Wedle nowych rozporządzeń, wierni mają zachowywać odstęp minimum 1,5 m, obowiązuje nakaz noszenia masek w miejsca publicznych, ofiary w miejscach modlitw nie mogę być składane w formie gotówki, dzieci poniżej 12 roku pozostają objęte zakazem uczestnictwa w nabożeństwach. Szkoły w Rwandzie pozostają zamknięte do września.
Ceremonie małżeńskie (małżeństwa cywilne) nie mogę przekraczać 15 osób. Granice kraju pozostają zamknięte. Przestrzeń powietrzna ma być otwarta z 1 sierpnia. Zabronione wciąż pozostają zgromadzenia publiczne, wydarzenia sportowe i gastronomia.

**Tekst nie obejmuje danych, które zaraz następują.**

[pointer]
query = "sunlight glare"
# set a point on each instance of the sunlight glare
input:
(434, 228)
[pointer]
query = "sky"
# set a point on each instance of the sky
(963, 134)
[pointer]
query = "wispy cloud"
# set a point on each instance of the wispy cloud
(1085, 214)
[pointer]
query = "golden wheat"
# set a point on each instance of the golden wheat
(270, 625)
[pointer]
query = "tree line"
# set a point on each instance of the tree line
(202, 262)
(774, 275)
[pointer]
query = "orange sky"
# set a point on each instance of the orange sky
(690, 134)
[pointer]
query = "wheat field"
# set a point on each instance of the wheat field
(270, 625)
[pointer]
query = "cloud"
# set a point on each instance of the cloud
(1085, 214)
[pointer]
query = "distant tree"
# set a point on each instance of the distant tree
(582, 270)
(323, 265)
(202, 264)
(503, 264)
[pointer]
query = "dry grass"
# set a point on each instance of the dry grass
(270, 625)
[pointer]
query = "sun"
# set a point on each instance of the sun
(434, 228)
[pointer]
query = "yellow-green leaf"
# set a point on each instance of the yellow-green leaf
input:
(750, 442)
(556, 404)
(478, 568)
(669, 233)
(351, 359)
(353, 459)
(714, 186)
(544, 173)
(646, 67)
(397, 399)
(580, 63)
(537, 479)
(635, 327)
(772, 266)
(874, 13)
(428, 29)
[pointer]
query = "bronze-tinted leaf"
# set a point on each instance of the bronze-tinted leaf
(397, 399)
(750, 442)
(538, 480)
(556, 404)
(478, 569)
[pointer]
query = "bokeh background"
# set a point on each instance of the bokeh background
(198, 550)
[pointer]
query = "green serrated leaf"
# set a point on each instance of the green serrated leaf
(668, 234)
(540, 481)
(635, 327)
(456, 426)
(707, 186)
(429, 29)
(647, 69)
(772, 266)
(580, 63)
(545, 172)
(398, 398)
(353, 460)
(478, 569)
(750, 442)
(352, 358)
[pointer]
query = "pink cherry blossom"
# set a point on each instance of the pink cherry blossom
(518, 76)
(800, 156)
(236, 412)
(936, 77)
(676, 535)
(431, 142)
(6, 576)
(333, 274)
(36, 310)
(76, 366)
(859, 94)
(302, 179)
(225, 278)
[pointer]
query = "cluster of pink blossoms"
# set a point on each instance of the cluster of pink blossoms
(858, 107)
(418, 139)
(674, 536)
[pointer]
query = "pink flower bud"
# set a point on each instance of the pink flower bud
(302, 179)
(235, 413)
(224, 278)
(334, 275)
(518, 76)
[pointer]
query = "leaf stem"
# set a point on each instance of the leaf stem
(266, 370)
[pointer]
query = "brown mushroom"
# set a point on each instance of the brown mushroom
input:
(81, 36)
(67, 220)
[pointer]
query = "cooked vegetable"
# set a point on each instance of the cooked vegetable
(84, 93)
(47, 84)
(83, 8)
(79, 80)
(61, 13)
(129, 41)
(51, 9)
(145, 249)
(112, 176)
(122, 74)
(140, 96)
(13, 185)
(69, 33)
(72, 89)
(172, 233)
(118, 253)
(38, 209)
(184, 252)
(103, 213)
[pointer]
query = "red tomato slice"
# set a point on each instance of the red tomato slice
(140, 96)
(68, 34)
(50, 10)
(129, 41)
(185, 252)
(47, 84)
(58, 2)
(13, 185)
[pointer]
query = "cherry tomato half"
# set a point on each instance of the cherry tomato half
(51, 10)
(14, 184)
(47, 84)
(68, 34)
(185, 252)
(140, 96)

Rwandyjskie MSW, 15 lipca nakazało ponowne nałożenie blokady w rejonach południowo-zachodnich, w związku ze wzrostem liczby przypadków koronawirusa. Ograniczenia w ruchu dotyczą też okręgów Nyamasheke i Nyamagabe, gdzie znajduje się obóz dla kongijskich uchodźców.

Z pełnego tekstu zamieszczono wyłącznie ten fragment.